BILLY THOMPSON ROAMS THE WEST
During his
years of running from the law, Billy Thompson drifted into Arizona and in
Tombstone made friends with Wells Fargo agent Fred Dodge. In January 1892
Dodge was in Houston investigating the late night robbery of the Wells
Fargo office there. Billy gave Dodge his first tip as to who pulled off
the heist. Within days, Dodge knew the identities of all the men involved,
but was unable to recover any of the stolen money, the robbers having lost
it all playing faro.
Billy
Thompson tried Cripple Creek, Colorado, however Houston and occasionally
Galveston remained his home until the late summer of 1897. Sick and ailing
from an abscess in the stomach he was taken to a Catholic hospital in
Houston named Saint Joseph’s. Even with this care, the end came quickly.
On Monday afternoon, September 6th, at the age of fifty-two he
died, and later that evening by telephone his brother-in-law Robert Gill
was notified of his passing. Gill directed that Billy’s remains be
shipped to Bastrop for interment. With his two younger sisters among the
mourners, Billy Thompson’s funeral services were officiated by Rev. D.
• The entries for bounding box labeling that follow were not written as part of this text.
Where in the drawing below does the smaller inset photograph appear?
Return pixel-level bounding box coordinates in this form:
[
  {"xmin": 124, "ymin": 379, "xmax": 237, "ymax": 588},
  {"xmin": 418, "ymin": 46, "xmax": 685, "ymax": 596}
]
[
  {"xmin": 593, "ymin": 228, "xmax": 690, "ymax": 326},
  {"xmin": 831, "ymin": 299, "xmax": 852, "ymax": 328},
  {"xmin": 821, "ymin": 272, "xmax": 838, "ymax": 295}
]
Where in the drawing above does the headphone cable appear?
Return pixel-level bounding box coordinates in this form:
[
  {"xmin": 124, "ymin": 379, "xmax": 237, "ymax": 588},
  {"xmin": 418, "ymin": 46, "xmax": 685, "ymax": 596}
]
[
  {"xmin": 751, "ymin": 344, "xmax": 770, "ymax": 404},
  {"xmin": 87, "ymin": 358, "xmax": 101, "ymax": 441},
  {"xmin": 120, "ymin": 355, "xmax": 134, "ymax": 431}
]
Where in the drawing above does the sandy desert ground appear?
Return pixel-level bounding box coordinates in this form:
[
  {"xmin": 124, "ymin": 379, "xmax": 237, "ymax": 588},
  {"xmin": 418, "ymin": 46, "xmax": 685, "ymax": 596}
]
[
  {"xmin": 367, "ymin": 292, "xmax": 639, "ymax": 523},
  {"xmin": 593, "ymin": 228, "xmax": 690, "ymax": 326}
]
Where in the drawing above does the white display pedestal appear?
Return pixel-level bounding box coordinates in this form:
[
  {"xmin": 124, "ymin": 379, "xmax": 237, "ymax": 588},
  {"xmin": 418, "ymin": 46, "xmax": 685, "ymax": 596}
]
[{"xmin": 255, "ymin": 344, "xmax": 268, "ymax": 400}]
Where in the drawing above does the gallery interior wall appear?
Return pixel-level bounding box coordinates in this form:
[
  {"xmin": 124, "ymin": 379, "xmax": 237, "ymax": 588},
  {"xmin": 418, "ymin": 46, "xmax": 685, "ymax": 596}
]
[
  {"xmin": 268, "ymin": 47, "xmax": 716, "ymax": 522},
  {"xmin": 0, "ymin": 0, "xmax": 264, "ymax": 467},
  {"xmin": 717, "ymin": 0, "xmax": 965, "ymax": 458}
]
H. Hotchkiss of the Bastrop Methodist Church. A long cortege of friends
and relatives followed the hearse to Fairview Cemetery where his body was
consigned to the earth. Probably out of respect for his sisters, the
Bastrop Advertiser made no mention of his violent past. The Austin
Statesman published nothing about his life or passing, but other Texas
newspapers drew attention to the event. Remembering Billy Thompson with a
memory fonder then the facts would suggest the San Antonio Express wrote
"…though no means recognized as hard a citizen as his elder
brother, [Billy Thompson] was still a man who carried half a dozen notches
on his gun. His career as a gambler is hard to follow, it was one of
travel and adventure. He had a roving spirit and in his ramblings travelled
from the California slopes to the Mississippi river. Those were wild days,
and a rover must have met with many thrilling incidents. He could have had
a much longer record as a killer than he achieved, if he so desired as
several men tried him out at different times, but were allowed to go after
Thompson could have killed them."
Many years
later one expert on western gunfighters expressed the following opinion of
Billy Thompson. "Mean, vicious, vindictive and totally
unpredictable, Billy’s survival was remarkable."
His ability
to dodge the law for so many years and escape from custody at least four
times was indeed remarkable. Chuck Parsons, another prominent western
history researcher and author of a dozen books, offered up this
explanation on how Billy Thompson lasted so long. "He must have been
everybody’s pal, how else could he have survived to die with his boots
off in a nice clean hospital bed." His older brother’s help and a
tremendous amount of luck must have been part of it too.